博物館法の規定に基づく「公立博物館の設置及び運営上の望ましい基準」第3条の定義によれば、博物館(動物園、植物園及び水族館を除く)が収集する資料のうち、「実物又は現象に関する資料」が「一次資料」であり、「一次資料に関する図書、文献、調査資料その他必要な資料」が「二次資料」である。[8]
また一次資料は一次標本資料(標本)と一次製作資料(生き物)に分類され、二次資料は二次標本資料(立体、平面、無形、知覚)と二次製作資料(ジオラマ)に分類されるという見方もある。更に資料はまずモノ資料(実物)と情報資料(関連図書)に分類されるという見方もあり、博物館資料の分類は様々である。[9]
公文書館とは行政上、歴史上重要な公文書を集中的に保存し一般の利用に供するための公の施設をいう[10]。この項では国立公文書館を例に挙げて、公文書館における資料について記述する。資料は検索しやすいように、各移管元機関等毎にその内容に基づいて、薄冊をグループ化し体系的に整理される。ここで薄冊とは数件の行政文書・司法文書である件名または内閣文庫である細目を1冊に綴じたものを指す。例えば国立公文書館では以下のようにグループが分かれている。
各種の調査・統計において、研究者や機関が直接調べた生(なま)のデータを一次資料と呼び、そのデータを分析して得られた論文や著作を二次資料と呼ぶ。例えば、論文を書く際には「他人が調べた結果(二次資料)を見るだけでなく、必ず一次資料に当たれ」などと指導される。
実験に基づく専門的な研究論文(海外文献も含む)を一次資料と呼び、論文の索引類を二次資料と呼ぶ。また、医療関係者が日ごろ実務的に手にする書籍・教科書・ガイドブック類を三次資料ということもある。

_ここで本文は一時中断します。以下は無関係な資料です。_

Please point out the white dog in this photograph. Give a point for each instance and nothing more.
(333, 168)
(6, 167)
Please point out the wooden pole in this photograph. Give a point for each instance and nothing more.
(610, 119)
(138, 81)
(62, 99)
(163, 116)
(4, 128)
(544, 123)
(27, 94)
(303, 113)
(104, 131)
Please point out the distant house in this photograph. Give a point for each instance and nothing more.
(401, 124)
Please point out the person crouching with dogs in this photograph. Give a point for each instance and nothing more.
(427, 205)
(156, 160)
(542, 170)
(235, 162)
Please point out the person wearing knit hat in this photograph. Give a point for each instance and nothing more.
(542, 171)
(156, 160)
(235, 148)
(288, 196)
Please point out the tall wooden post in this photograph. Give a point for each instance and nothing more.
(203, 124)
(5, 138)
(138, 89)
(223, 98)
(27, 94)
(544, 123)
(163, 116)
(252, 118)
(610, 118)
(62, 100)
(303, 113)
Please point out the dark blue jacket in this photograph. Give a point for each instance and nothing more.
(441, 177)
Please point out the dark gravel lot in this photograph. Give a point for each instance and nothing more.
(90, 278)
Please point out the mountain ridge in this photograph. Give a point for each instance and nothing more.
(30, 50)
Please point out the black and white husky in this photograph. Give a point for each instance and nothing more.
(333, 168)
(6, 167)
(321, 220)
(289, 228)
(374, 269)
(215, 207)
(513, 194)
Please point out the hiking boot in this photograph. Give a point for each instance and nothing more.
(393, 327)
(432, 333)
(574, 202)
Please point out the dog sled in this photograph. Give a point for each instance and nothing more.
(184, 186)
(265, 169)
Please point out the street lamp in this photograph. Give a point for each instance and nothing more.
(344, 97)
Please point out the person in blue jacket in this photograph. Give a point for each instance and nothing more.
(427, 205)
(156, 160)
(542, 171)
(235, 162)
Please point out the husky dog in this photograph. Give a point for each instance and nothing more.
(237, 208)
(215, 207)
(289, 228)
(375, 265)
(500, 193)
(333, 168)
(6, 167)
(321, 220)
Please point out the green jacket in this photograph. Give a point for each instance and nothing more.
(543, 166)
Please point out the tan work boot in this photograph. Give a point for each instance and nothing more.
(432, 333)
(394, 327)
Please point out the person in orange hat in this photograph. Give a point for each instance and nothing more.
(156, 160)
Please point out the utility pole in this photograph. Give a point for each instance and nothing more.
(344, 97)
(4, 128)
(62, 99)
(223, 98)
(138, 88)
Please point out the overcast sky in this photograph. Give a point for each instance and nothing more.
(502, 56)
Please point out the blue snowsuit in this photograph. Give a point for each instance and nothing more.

歴史学においては、「史料」という用語が使われる。 同時代の人間による生の史料を一次史料と呼び、後世の編纂物などを二次史料と呼ぶ。例えば、上杉謙信の残した書状や感状などは一次史料であり、米沢藩が一次史料を元にまとめた『上杉年譜』は二次史料である。これは史料のオリジナル性(当事者によるその当時のものかどうか)を基準にした場合の区分である。

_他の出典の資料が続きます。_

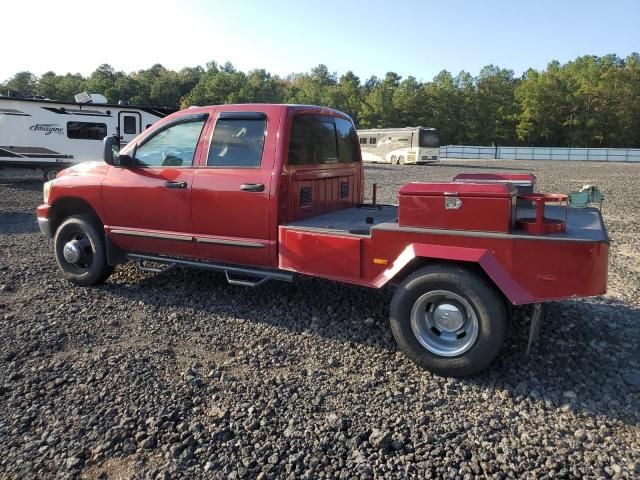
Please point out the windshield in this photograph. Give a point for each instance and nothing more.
(429, 138)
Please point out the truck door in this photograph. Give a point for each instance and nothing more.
(129, 126)
(232, 207)
(148, 206)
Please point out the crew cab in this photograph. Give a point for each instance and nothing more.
(265, 192)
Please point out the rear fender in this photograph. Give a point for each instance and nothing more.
(512, 290)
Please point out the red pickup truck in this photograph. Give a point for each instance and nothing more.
(263, 192)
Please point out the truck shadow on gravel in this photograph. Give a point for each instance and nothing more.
(586, 360)
(21, 184)
(12, 223)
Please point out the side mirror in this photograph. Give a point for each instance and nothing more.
(111, 155)
(110, 150)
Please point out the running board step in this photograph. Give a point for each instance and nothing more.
(245, 283)
(144, 268)
(256, 276)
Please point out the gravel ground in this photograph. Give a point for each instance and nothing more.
(182, 376)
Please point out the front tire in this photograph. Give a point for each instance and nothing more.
(79, 247)
(449, 320)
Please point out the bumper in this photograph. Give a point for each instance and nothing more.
(42, 213)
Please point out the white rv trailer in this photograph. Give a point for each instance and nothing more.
(400, 146)
(51, 135)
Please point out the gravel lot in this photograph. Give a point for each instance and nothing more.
(181, 376)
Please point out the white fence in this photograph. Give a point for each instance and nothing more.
(542, 153)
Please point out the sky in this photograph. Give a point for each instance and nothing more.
(372, 37)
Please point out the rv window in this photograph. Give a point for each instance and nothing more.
(86, 131)
(429, 138)
(174, 146)
(313, 140)
(237, 142)
(130, 124)
(347, 141)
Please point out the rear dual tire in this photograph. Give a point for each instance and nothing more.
(448, 320)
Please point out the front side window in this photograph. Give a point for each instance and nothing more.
(130, 124)
(347, 141)
(313, 140)
(86, 131)
(174, 146)
(237, 142)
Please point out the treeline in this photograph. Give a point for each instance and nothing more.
(591, 101)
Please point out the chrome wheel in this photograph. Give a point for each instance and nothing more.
(77, 251)
(444, 323)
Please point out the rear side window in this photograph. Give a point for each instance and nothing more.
(86, 131)
(174, 146)
(347, 141)
(237, 142)
(313, 140)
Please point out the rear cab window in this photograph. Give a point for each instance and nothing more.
(322, 139)
(237, 140)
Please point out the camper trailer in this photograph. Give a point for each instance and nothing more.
(51, 135)
(400, 146)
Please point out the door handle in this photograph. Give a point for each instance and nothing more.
(252, 187)
(175, 184)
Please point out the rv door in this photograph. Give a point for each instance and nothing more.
(129, 124)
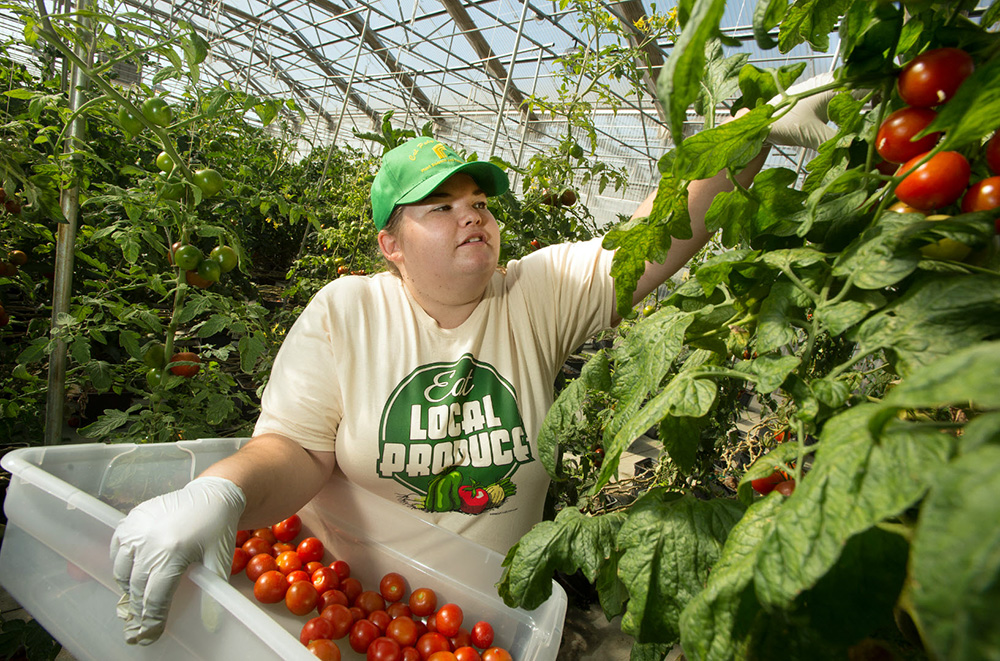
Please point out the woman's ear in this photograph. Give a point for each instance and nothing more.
(390, 246)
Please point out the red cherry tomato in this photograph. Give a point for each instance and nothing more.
(370, 601)
(317, 627)
(240, 560)
(982, 195)
(383, 649)
(482, 634)
(363, 633)
(933, 77)
(448, 620)
(259, 564)
(287, 530)
(325, 650)
(935, 184)
(301, 597)
(467, 654)
(403, 630)
(993, 153)
(432, 642)
(497, 654)
(894, 141)
(392, 587)
(270, 587)
(289, 561)
(423, 602)
(310, 549)
(341, 619)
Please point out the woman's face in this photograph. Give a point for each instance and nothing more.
(447, 240)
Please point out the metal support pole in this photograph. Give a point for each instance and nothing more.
(510, 74)
(350, 81)
(66, 240)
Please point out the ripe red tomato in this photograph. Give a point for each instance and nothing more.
(295, 576)
(933, 77)
(423, 602)
(331, 597)
(301, 597)
(259, 564)
(383, 649)
(894, 141)
(448, 620)
(993, 153)
(467, 654)
(982, 195)
(270, 587)
(310, 549)
(289, 561)
(325, 650)
(482, 634)
(287, 530)
(187, 371)
(432, 642)
(786, 488)
(497, 654)
(317, 627)
(370, 601)
(403, 630)
(363, 633)
(392, 587)
(342, 568)
(341, 619)
(325, 579)
(935, 184)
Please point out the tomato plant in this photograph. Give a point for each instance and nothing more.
(936, 183)
(933, 77)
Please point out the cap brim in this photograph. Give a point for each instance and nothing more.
(491, 179)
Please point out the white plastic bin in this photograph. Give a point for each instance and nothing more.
(55, 561)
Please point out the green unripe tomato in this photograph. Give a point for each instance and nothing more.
(226, 257)
(154, 355)
(210, 270)
(154, 377)
(187, 257)
(158, 111)
(130, 123)
(209, 181)
(164, 162)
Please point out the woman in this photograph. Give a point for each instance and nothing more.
(425, 385)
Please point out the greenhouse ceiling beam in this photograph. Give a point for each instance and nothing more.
(490, 61)
(315, 58)
(381, 51)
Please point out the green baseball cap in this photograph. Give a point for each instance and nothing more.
(412, 171)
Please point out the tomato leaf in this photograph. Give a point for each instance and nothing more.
(936, 317)
(595, 375)
(955, 566)
(679, 82)
(715, 621)
(857, 480)
(730, 145)
(668, 546)
(571, 542)
(810, 21)
(972, 112)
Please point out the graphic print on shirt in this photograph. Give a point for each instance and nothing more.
(453, 435)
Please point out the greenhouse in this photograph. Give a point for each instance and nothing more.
(484, 330)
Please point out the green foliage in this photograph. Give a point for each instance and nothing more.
(877, 362)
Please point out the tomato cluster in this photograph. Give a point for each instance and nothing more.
(384, 623)
(935, 180)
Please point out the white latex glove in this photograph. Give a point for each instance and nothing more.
(805, 125)
(160, 538)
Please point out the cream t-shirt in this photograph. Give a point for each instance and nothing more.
(442, 421)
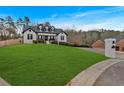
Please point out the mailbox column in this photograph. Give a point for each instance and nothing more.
(110, 45)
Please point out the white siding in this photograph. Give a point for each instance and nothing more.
(26, 38)
(59, 37)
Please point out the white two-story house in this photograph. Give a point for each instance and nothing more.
(44, 32)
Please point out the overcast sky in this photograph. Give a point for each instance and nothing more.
(78, 17)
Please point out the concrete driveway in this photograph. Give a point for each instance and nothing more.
(119, 54)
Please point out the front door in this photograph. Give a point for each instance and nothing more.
(46, 37)
(123, 49)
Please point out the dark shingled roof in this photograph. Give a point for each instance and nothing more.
(37, 30)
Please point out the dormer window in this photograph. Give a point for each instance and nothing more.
(53, 28)
(47, 28)
(29, 30)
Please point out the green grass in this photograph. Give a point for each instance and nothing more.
(44, 64)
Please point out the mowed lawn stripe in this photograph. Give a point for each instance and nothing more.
(40, 64)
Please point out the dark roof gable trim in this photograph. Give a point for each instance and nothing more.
(28, 29)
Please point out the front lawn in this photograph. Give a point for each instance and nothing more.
(44, 64)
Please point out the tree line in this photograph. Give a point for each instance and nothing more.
(87, 38)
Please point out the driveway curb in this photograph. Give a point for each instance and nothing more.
(90, 75)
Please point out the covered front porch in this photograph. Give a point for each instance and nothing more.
(48, 38)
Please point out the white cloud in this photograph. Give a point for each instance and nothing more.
(113, 23)
(103, 11)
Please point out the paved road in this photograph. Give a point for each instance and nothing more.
(113, 76)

公的機関の発行する報告書などの重要な資料が、紙媒体からウェブ情報に移行していることを受け、それらをインターネット資料としてデジタルアーカイブする動きが見られる。国立国会図書館ではWARPという事業の中で取り組んでいる。ただし発信者の許諾なしには情報を収集しておらず、あくまで公益法人、私立大学、政党、国際的・文化的イベント、東日本大震災に関するウェブサイト、電子雑誌などを主な対象としている。[12]